Depuis quelques mois, les habitués des gares routières ont dû remarquer qu’il est difficile de voyager en toute quiétude à l’heure et au moment choisi sans crainte de retard de véhicule. Le temps d’attente dans les compagnies n’excédait pas deux heures. Hormis les périodes des fêtes et la rentrée scolaire. Mais désormais, Il faut se réveiller de bonne heure pour espérer voyager en toute quiétude. Insuffisance de cars, irrégularité des départs sans oublier la magouille agissante. Aussi incompréhensible que soit le fait qu’il y a une légion de compagnie surtout celles qui font la ligne Abidjan-Yamoussoukro et Bouaké. Du côté de Union des Transporteurs de Bouaké (UTB), la norme c’est être à la gare à 10 heures et monter à bord d’un car aux alentours de 16 heures.

L’Ivoirien étant ingénieux, il a trouvé le moyen de tirer profit de cette situation. Il suffit de payer mille francs à un chargeur ou celui qui est censé vérifier les tickets et hop, vous vous retrouvez dans un car sans qu’il ne soit le vôtre. C’est ainsi qu’une personne ayant le 11ème départ se retrouve dans le 5ème départ. Il faut donc prévoir mille francs de plus sur le transport si vous êtes pressés. Ce qui entraîne des bagarres et, des cris… Chacun veut se trouver une place et partir plus tôt. Malgré l’acquisition de plusieurs véhicules le problème semble ne pas trouver de solution. Selon un «chargeur» de la gare de Yamoussoukro, cela est dû au fait que la compagnie a créé de nouvelles destinations dans l’intérieur du pays sans compter les locations des véhicules par moments.

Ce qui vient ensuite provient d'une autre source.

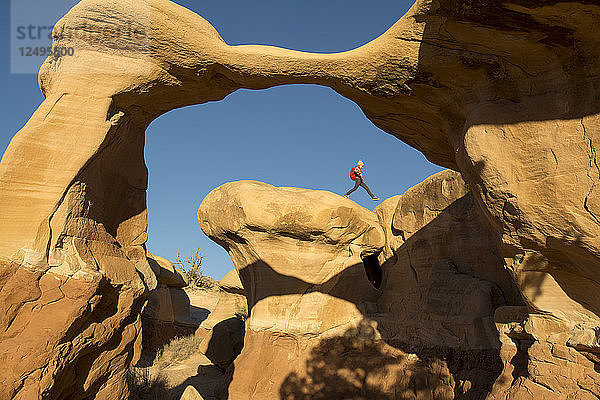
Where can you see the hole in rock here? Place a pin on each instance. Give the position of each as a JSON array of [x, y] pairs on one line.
[[373, 269]]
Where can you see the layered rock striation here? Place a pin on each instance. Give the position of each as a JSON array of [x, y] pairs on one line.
[[505, 93]]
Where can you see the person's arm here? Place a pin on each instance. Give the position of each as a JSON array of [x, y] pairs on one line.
[[358, 172]]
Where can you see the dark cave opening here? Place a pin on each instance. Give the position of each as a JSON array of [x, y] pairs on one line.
[[373, 269]]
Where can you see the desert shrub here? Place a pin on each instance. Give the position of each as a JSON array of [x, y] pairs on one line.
[[177, 350], [192, 269], [143, 386]]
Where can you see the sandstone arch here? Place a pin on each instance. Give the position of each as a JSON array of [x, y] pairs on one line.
[[505, 93]]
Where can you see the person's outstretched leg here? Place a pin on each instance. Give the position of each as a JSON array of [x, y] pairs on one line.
[[356, 185], [364, 186]]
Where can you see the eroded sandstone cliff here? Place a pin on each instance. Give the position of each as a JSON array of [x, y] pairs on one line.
[[504, 92]]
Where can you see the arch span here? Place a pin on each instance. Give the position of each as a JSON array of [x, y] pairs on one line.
[[505, 93]]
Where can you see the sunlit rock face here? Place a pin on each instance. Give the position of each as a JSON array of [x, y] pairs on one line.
[[299, 254], [504, 92], [307, 261]]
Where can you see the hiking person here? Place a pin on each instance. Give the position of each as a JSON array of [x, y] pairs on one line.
[[357, 176]]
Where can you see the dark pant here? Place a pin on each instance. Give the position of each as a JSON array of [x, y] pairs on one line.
[[358, 182]]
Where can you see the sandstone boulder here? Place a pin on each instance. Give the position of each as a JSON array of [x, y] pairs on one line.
[[167, 314], [505, 92], [223, 330], [301, 258]]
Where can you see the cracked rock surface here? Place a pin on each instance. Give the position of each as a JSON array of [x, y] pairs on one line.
[[505, 93]]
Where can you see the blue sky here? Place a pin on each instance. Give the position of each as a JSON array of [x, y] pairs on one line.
[[300, 135]]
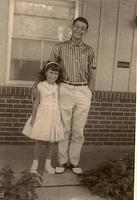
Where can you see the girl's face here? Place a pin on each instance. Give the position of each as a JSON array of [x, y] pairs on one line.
[[52, 76]]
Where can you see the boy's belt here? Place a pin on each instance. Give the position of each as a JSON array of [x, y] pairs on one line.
[[75, 84]]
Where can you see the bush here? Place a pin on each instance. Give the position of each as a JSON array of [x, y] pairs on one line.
[[112, 179], [21, 189]]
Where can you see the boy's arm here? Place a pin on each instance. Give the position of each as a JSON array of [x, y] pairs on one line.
[[91, 79], [92, 67], [35, 106]]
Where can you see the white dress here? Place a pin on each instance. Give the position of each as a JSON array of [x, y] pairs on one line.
[[47, 125]]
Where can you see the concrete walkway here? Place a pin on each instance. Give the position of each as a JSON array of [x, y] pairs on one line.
[[66, 186]]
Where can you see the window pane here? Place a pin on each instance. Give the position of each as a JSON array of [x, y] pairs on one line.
[[24, 70], [54, 9], [36, 27], [26, 49]]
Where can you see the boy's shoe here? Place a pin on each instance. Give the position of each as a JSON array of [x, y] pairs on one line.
[[61, 168], [50, 170], [76, 169], [33, 171]]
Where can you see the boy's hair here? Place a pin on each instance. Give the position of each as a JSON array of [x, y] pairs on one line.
[[81, 19], [53, 66]]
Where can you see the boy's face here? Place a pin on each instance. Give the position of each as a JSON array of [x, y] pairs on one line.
[[52, 76], [79, 29]]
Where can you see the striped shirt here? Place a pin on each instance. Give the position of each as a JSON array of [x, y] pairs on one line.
[[76, 60]]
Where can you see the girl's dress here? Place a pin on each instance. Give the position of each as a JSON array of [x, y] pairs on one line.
[[47, 125]]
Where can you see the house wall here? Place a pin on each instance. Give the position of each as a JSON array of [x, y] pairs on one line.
[[111, 119]]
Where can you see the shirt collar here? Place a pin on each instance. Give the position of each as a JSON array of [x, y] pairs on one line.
[[81, 44]]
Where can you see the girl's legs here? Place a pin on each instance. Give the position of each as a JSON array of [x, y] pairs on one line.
[[36, 153], [49, 152]]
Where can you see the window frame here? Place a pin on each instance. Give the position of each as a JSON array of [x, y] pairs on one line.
[[78, 11]]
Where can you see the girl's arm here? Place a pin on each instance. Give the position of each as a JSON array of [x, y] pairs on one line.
[[34, 90], [35, 106]]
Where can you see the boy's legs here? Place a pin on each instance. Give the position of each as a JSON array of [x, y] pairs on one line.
[[80, 114], [66, 102], [49, 152]]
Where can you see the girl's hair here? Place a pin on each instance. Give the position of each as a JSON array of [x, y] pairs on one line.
[[53, 66]]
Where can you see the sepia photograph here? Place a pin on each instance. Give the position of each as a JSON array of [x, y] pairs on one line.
[[68, 99]]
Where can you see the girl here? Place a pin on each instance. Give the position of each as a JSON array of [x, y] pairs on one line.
[[45, 122]]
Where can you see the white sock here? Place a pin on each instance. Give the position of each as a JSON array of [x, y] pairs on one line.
[[48, 167], [34, 164]]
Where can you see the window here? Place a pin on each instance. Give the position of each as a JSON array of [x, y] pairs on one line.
[[35, 27]]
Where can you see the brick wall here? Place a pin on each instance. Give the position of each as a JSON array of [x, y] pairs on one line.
[[111, 119]]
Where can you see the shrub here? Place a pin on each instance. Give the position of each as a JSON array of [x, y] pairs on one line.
[[112, 179], [21, 189]]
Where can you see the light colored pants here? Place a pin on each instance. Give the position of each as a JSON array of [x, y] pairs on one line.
[[74, 104]]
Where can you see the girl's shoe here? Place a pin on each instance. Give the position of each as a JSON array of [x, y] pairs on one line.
[[76, 169], [61, 168], [49, 169], [34, 167]]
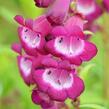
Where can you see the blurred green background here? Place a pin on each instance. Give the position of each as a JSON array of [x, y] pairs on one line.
[[14, 94]]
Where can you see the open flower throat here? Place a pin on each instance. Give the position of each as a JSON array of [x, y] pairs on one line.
[[53, 46]]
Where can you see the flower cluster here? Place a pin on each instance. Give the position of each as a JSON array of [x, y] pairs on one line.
[[52, 47]]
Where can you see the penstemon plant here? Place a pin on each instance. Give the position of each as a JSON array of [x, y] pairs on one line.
[[53, 46]]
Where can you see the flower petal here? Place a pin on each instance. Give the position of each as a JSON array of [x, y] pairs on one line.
[[40, 24], [86, 6], [19, 19], [29, 23], [17, 48], [75, 20], [57, 15], [89, 52], [76, 89]]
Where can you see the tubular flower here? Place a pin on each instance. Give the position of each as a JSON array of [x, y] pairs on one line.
[[57, 15], [56, 82], [71, 38], [41, 98], [54, 46], [32, 33]]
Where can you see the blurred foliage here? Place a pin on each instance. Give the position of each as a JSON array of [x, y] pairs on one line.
[[14, 94]]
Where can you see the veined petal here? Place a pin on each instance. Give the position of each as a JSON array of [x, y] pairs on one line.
[[75, 20], [67, 47], [90, 50], [76, 89], [19, 19], [54, 82], [29, 23], [31, 41], [57, 15], [17, 48], [41, 25]]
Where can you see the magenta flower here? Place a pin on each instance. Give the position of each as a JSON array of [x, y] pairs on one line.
[[70, 44], [57, 15], [56, 82], [32, 34], [43, 3], [54, 46], [86, 7], [41, 98]]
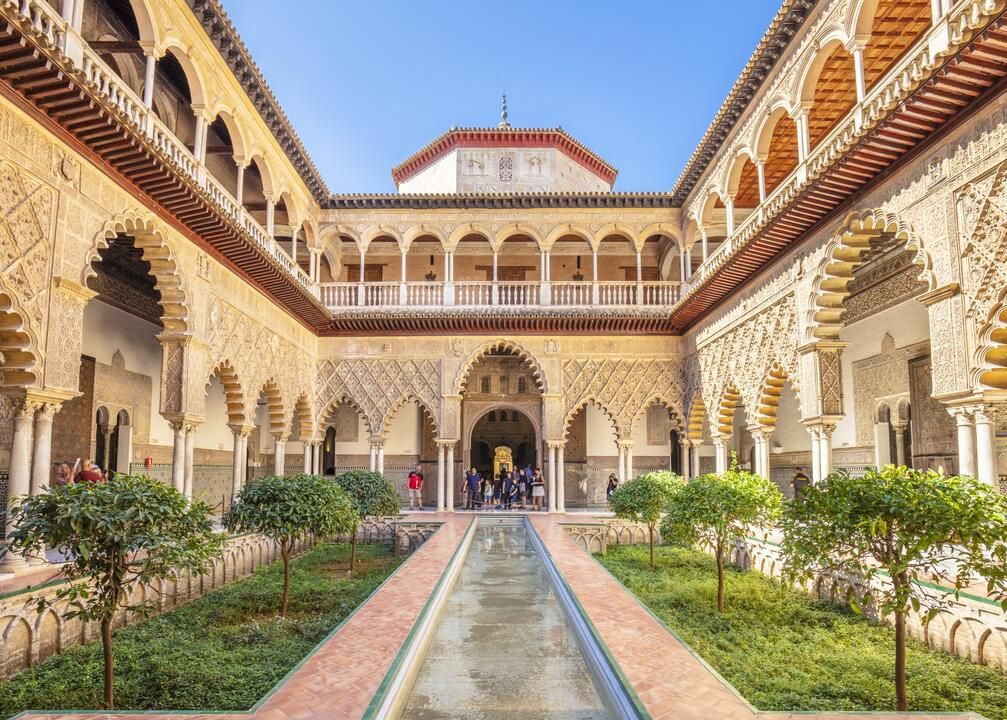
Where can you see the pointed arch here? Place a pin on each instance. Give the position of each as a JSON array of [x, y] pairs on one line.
[[233, 394], [149, 237], [304, 417], [276, 417], [842, 256], [697, 416], [461, 379], [730, 399], [658, 399], [770, 392], [581, 405], [407, 399]]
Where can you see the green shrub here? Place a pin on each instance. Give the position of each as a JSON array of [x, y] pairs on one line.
[[222, 652], [784, 651]]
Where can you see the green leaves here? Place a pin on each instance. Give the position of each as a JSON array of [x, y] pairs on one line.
[[373, 493], [290, 507], [642, 498], [909, 525], [718, 509]]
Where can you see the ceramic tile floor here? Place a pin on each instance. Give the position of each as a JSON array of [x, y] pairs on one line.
[[338, 681]]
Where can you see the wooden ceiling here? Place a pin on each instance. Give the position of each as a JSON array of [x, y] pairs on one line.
[[835, 95], [897, 25]]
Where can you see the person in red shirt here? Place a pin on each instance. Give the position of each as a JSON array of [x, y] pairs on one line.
[[416, 488], [89, 473]]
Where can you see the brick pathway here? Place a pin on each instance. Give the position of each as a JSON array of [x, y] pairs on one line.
[[339, 679]]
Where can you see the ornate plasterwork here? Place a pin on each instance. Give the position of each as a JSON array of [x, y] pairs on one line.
[[744, 354], [379, 388], [622, 388], [259, 355], [982, 218]]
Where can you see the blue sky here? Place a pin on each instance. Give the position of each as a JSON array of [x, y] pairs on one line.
[[369, 83]]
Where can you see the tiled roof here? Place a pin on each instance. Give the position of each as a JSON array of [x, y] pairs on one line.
[[222, 31], [499, 200], [504, 137], [784, 25]]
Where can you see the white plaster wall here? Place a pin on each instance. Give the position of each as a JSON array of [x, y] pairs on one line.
[[440, 176], [107, 329], [600, 433], [404, 436], [213, 433], [907, 323], [789, 434]]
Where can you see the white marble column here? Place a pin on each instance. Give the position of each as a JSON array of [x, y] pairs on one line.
[[237, 460], [825, 450], [816, 454], [279, 454], [986, 469], [440, 476], [720, 447], [561, 478], [449, 479], [19, 477], [899, 429], [41, 456], [966, 442], [189, 450], [178, 456], [552, 476]]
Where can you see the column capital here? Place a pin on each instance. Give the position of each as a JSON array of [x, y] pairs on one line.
[[241, 430]]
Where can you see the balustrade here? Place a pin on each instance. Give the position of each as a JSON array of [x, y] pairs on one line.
[[480, 293]]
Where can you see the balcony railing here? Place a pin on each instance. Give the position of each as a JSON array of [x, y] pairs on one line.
[[483, 293], [104, 82]]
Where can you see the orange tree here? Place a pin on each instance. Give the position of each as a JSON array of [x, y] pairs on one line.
[[642, 499], [718, 510], [901, 528], [374, 494], [115, 536]]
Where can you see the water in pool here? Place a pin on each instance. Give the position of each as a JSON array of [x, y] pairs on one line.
[[502, 648]]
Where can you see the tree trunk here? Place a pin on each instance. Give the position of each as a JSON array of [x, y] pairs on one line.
[[720, 578], [352, 549], [285, 554], [109, 670], [901, 692]]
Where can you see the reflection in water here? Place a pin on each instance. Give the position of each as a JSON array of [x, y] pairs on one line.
[[502, 648]]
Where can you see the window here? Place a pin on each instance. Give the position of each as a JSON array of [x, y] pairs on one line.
[[506, 169]]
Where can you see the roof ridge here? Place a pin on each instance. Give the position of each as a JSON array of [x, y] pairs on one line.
[[237, 53], [784, 24]]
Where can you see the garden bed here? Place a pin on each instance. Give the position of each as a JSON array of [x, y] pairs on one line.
[[783, 650], [222, 652]]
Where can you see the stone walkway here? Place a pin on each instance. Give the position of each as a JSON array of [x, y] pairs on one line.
[[338, 680]]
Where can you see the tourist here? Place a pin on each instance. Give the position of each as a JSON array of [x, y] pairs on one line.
[[416, 488], [63, 475], [90, 472], [538, 489], [509, 484], [800, 481], [471, 487], [524, 484], [613, 482], [487, 494]]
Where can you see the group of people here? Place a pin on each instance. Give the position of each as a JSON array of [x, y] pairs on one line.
[[524, 488], [89, 472]]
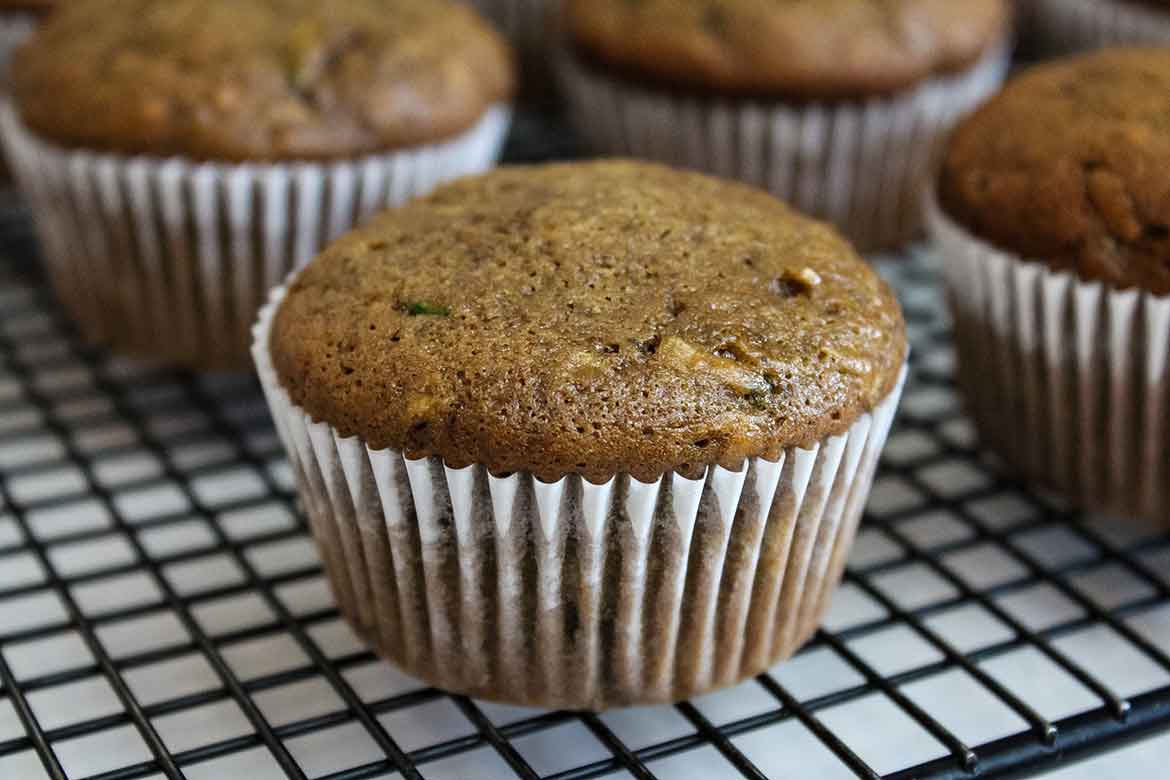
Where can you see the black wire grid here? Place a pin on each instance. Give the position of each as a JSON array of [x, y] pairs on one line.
[[163, 612]]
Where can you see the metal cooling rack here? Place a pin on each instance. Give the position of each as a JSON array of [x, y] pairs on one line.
[[163, 612]]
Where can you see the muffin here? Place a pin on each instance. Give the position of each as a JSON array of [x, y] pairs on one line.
[[835, 107], [1065, 26], [180, 157], [529, 25], [584, 435], [1053, 221]]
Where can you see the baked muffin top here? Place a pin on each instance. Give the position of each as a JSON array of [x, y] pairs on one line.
[[791, 48], [1068, 165], [259, 80], [27, 5], [590, 318]]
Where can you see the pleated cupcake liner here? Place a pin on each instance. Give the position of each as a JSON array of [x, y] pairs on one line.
[[1066, 26], [862, 165], [1067, 380], [571, 594], [170, 260]]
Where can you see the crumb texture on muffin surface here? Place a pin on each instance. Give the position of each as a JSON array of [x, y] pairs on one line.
[[259, 80], [793, 48], [591, 318], [1068, 166]]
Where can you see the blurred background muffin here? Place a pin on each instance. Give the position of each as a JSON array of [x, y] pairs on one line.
[[530, 26], [605, 428], [835, 107], [181, 156], [1053, 222], [1066, 26]]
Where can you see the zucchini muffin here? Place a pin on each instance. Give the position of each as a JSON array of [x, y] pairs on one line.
[[1065, 26], [585, 435], [1053, 219], [530, 26], [837, 107], [181, 156]]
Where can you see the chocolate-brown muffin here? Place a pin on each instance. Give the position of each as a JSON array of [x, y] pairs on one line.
[[820, 50], [593, 319], [584, 435], [835, 107], [273, 80], [1054, 226], [207, 147], [1067, 165]]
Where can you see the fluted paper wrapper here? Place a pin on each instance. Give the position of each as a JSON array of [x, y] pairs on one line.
[[1066, 379], [1065, 26], [570, 594], [170, 260], [861, 165]]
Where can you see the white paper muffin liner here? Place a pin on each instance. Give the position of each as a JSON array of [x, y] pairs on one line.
[[169, 260], [1065, 26], [1067, 380], [859, 164], [570, 594]]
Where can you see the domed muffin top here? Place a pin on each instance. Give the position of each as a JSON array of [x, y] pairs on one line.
[[792, 48], [590, 318], [1068, 166], [259, 80]]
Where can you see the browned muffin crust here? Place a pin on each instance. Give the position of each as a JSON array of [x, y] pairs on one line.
[[1068, 166], [27, 5], [793, 48], [590, 318], [259, 80]]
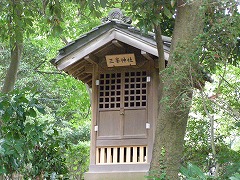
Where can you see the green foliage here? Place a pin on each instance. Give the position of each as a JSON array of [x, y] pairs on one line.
[[193, 172], [27, 145], [78, 166], [148, 13], [161, 173]]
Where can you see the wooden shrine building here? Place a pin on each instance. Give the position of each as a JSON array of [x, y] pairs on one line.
[[120, 64]]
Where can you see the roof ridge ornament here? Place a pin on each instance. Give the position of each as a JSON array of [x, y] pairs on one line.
[[117, 15]]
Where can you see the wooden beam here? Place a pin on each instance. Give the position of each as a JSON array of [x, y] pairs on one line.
[[79, 71], [91, 59], [86, 77], [72, 69], [89, 68], [146, 55]]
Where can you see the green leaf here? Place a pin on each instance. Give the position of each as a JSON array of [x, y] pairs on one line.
[[103, 3], [2, 170], [167, 12], [41, 109], [32, 112]]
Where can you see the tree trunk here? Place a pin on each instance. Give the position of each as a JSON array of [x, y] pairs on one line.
[[11, 75], [177, 92], [15, 27]]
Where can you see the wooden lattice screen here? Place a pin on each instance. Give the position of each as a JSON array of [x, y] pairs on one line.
[[131, 86]]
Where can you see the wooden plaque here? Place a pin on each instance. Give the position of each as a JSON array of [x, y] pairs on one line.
[[120, 60]]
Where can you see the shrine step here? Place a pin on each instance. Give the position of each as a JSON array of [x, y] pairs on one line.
[[115, 176]]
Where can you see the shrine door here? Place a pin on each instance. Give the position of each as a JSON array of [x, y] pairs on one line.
[[122, 105]]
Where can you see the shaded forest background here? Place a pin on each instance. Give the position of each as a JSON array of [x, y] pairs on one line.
[[45, 120]]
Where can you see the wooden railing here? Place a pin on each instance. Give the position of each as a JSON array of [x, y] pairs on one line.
[[121, 155]]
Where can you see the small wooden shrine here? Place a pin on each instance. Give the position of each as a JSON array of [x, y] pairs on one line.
[[120, 64]]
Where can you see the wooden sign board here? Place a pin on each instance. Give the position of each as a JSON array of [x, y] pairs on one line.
[[120, 60]]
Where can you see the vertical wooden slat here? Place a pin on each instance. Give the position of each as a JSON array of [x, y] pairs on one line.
[[121, 154], [146, 159], [134, 154], [115, 155], [102, 155], [109, 159], [141, 154], [97, 155], [128, 158]]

Mais bon ! Ce qui est inquiétant c’est que ce n’est pas seulement la plus ancienne des compagnies, UTB, qui connaît cette affluence. Toutes les nouvelles comme Malex, AVS, BSC sont dans la mouvance négative… Il devient de plus en plus difficile voire impossible de faire un aller-retour dans l’une de ces destinations. Malgré la création d’un service pour les réservations, le problème perdure. Il est signifié qu’avec la réservation, vous êtes prioritaires à la gare. Mais surtout n’allez pas croire que cela annulerait les heures d’attente. Personne ne sait ce qui se passe. On vous répond seulement “patientez” ou “attendez ! Vous aurez un car”. Pendant ce temps les minicars appelé dinar deviennent le recours des personnes «pressées». En attendant de savoir ce qui se passe, il est à noter que l’inflation dans a repris du service dans le domaine du transport.